Pachaiyappa Mudaliar - Will

Will

Pachaiyappa Mudaliar was one of the first Indians to leave a will. He had set aside Rs. 4.5 lakh of what he had left to be spent on Hindu religious institutions and the remaining Rs. 7 lakh on providing an English education to Hindu youth. ("At the time of his death his fortune was estimated at five lakhs of pagodas or 1.7 million rupees" Reference: The Dubashes of Madras by Susan Neild-Basu (1984)). The bequests, however, remained contested even after that and it was 1909 before the courts appointed a Board of Trustees and formulated a scheme for the smooth running of the trust. As the 1990s dawned, it was reported that the Trust was worth over 4,500 crores, one of the biggest in that part of the world. Apart from administering religious charities from Kanyakumari to Varanasi, it ran six colleges, a polytechnic and 16 schools in Tamil Nadu, helped several medical facilities and owned several properties in the State.

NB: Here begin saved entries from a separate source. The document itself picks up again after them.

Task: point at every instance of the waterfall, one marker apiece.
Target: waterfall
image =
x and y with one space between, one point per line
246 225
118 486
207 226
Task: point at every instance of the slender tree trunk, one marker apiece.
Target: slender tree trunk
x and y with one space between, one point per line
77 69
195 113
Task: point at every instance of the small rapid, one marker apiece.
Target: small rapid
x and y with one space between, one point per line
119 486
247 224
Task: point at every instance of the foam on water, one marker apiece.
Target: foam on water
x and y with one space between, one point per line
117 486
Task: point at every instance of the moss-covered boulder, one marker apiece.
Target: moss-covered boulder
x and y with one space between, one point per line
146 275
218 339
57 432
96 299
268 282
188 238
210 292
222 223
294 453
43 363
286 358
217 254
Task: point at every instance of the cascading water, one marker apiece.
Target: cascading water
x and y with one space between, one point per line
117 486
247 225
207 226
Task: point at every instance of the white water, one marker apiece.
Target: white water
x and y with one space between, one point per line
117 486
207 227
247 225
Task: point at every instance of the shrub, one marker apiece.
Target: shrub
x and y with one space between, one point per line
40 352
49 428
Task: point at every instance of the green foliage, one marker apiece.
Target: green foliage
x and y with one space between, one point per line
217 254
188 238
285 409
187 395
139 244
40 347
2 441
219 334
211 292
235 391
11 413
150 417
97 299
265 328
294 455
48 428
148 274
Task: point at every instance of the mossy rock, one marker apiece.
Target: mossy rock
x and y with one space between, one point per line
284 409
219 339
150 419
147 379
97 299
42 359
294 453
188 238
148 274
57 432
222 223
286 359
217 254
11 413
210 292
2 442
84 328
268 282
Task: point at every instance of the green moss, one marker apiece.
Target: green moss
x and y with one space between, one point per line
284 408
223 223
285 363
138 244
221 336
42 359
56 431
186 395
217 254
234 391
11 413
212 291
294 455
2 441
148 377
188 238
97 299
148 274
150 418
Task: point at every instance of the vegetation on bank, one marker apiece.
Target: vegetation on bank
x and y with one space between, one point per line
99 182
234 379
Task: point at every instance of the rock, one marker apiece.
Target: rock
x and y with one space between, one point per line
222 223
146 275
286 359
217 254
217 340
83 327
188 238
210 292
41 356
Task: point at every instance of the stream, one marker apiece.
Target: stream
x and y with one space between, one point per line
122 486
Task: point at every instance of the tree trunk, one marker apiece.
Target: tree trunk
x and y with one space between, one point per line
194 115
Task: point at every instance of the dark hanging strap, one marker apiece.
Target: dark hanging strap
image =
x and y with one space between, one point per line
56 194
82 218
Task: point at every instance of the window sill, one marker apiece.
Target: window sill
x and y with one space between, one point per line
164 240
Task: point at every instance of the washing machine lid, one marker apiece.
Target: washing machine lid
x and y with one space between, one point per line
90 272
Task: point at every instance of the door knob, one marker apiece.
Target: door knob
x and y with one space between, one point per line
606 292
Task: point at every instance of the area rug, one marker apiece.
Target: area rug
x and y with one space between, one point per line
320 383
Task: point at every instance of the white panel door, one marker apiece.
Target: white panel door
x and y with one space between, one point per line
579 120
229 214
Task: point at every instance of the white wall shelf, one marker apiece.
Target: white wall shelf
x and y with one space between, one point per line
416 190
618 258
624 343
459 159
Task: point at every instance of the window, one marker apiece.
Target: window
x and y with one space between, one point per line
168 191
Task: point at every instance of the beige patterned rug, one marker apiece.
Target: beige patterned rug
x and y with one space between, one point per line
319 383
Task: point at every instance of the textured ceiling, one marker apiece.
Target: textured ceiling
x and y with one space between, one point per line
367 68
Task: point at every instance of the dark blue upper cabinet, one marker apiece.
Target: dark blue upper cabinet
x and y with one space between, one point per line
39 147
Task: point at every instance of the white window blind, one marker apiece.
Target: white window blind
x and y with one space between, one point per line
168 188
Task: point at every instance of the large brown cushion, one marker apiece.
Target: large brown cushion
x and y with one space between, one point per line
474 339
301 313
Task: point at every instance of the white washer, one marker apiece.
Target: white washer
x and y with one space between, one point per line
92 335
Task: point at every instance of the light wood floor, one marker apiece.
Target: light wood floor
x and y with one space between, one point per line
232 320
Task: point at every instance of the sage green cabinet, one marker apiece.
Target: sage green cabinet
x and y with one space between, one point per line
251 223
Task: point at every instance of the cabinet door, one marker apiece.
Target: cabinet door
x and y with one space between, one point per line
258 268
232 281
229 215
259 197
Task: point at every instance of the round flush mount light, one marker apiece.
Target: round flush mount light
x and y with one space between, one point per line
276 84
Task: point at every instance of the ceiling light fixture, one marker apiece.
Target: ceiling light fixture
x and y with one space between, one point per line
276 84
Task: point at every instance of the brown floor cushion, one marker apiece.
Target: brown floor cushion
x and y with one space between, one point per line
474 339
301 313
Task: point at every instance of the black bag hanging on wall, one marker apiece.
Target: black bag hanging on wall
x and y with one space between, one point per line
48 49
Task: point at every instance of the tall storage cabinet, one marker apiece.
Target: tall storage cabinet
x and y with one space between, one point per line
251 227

The Pachaiyappa's College is one institution for which Pachaiyappa Mudaliar became well known. This college was established as Pachaiyappa's Central Institution at Popham's Broadway on 1 January 1842 from the amount Pachaiyappa Mudaliar had allocated to charities as per the contents of his will. In 1856, the institution shifted to its own premises at China Bazaar. It became a school in 1850 and a college in 1889. The Pachaiyappa's Central Institution is the first non-missionary, non-British-financed Hindu education institution in South India.